Because concerns change at different rates (UI often, DB rarely). One-way downward dependencies mean a fast-changing layer can be rewritten without touching the stable layers below.
Why does an event producer not know its consumers?
So you can add a new reaction (analytics, email) by adding a consumer, with zero change to the producer — the source of event-driven's extensibility, and the wiring shown above.
Why draw microservice boundaries around business capabilities, not technical layers?
A capability (Orders, Payments) is what changes and scales together and what a team owns. Splitting by layer would make every feature cross all services.
Why does serverless bill per invocation × duration instead of per hour?
Because most servers sit idle yet cost money 24/7. Pay-per-execution drives idle cost toward zero, which is the whole economic point.
Why is every architectural boundary also a cost, not just a benefit?
Each boundary needs glue code, indirection, and often a network hop. Architecture is a trade-off between lower coupling and this added overhead — more boundaries is not automatically better.
Why can MVC's Model be reused across a web page, a chart, and a JSON API?
Because the Model holds data and rules but knows nothing about any screen, so many independent Views can render the same single source of truth.
Edge cases
Layered: a request must pass through Presentation → Service → Domain → Data and back for every call. What's the hidden cost of stacking many layers?
Each layer adds a mapping/indirection hop, so a deep stack pays a per-call performance and boilerplate penalty — you copy data object-to-object at every boundary for no business gain.
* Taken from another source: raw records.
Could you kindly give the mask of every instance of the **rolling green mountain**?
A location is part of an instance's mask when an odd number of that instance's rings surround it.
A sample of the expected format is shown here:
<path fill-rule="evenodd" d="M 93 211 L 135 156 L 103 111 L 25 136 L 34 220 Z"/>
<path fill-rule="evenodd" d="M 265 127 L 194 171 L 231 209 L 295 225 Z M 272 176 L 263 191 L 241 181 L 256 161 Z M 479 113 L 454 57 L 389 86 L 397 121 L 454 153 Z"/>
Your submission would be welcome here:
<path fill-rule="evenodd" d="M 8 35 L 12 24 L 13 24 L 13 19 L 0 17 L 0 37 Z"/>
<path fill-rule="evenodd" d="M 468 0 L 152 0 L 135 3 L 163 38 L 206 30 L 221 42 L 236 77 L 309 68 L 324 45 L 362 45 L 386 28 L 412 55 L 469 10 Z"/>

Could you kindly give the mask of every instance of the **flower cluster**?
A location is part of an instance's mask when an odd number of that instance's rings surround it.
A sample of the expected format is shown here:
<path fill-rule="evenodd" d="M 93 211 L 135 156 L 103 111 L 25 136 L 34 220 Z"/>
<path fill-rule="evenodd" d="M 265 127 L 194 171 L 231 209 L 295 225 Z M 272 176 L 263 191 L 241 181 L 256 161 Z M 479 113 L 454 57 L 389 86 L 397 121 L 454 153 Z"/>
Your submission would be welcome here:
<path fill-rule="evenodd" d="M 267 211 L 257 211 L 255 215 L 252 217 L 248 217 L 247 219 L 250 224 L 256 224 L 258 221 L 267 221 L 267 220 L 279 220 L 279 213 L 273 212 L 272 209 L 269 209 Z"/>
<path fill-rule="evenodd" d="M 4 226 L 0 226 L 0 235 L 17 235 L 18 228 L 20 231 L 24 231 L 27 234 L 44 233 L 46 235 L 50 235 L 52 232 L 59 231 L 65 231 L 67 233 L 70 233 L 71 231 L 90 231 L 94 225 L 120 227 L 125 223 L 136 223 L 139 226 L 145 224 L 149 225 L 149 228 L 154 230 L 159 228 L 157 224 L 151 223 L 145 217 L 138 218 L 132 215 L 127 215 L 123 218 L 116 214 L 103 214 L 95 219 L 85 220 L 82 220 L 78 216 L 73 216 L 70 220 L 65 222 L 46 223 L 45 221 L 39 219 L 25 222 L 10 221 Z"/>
Depth buys isolation but not free.
Layered: the Data layer needs a value the Presentation layer holds, so a developer makes Data call upward. Why is this a defect?
It creates a cyclic dependency (down and up), which breaks the strict downward rule, makes layers un-testable in isolation, and re-tangles exactly what layering exists to separate. Pass the value downward as a parameter instead.
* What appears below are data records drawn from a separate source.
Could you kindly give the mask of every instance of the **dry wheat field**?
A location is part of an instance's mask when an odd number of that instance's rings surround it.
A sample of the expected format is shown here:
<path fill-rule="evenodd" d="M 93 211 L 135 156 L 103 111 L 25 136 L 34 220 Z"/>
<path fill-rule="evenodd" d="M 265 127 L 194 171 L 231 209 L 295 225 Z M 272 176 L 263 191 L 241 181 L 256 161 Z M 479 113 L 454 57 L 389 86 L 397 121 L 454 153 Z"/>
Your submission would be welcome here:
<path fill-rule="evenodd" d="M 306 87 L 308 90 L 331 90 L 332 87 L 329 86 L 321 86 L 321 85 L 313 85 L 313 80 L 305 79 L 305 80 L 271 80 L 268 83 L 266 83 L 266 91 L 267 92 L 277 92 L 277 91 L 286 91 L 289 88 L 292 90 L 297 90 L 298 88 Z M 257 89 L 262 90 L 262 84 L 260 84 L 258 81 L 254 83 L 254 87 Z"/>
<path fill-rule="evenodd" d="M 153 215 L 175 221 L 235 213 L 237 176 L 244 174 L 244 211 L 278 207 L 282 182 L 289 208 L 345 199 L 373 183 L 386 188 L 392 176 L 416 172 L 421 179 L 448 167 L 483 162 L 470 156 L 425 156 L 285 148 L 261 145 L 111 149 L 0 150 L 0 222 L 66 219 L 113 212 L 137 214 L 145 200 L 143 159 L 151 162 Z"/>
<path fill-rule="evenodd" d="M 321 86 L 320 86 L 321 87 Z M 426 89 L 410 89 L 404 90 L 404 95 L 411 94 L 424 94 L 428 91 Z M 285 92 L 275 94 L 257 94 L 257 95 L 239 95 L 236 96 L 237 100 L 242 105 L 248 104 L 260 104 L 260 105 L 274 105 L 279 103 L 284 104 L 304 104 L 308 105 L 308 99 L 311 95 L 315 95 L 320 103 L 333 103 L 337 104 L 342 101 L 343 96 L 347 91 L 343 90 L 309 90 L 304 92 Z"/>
What happens to event ordering if two consumers process the same event at different speeds?
Their views of the world drift temporarily — this is eventual consistency. The system must tolerate reads that are briefly stale, or enforce ordering via the broker.
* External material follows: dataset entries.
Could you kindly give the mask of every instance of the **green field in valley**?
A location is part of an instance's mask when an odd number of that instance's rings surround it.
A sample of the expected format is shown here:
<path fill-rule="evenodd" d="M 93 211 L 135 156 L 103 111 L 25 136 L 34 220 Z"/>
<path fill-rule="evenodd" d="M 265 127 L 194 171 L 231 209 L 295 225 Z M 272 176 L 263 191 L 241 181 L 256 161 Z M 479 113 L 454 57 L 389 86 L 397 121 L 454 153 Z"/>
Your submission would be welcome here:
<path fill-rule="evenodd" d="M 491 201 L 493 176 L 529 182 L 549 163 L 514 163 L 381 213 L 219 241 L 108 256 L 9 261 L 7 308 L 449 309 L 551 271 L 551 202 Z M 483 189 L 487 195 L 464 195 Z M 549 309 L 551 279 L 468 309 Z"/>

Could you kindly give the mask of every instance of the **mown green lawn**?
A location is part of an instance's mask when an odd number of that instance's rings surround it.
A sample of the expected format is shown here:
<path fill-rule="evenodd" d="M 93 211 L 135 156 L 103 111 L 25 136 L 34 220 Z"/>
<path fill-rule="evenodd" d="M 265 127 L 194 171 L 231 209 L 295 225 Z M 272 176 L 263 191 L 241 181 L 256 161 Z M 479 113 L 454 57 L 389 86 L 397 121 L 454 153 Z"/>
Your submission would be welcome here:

A serverless function hasn't been called in an hour, then a request arrives. What's the catch?
A cold start — the platform must spin up a fresh instance, adding latency. Scaling from zero is the trade-off for zero idle cost.
Your event broker delivers the same "OrderPlaced" event twice. What must consumers do?
Be idempotent — processing the duplicate must not double-charge or double-ship. At-least-once delivery makes duplicates a normal case, not a bug.
A long-running batch job takes 30 minutes. Good fit for serverless?
No. FaaS enforces execution time caps (often minutes) and is stateless, so long, stateful jobs are a poor fit; a container or reserved server suits better.
A monolith crashes. A microservice in one capability crashes. Compare the blast radius.
Monolith failure is all-or-nothing (one process down = app down). A single microservice failure is isolated, if the rest degrade gracefully instead of hard-depending on it.
Zero consumers are subscribed when a producer emits an event. What happens?
With a durable broker the event waits in the queue until a consumer appears; with pure fire-and-forget it's simply lost — a degenerate case you must design for.
Recall One-line summary of the traps
Organisation ≠ deployment; decoupling ≠ simplicity; big-company ≠ best-practice; "serverless" ≠ no-servers. The trap:::Confusing a code-level split (layers, MVC) with a deployment-level split (microservices, serverless).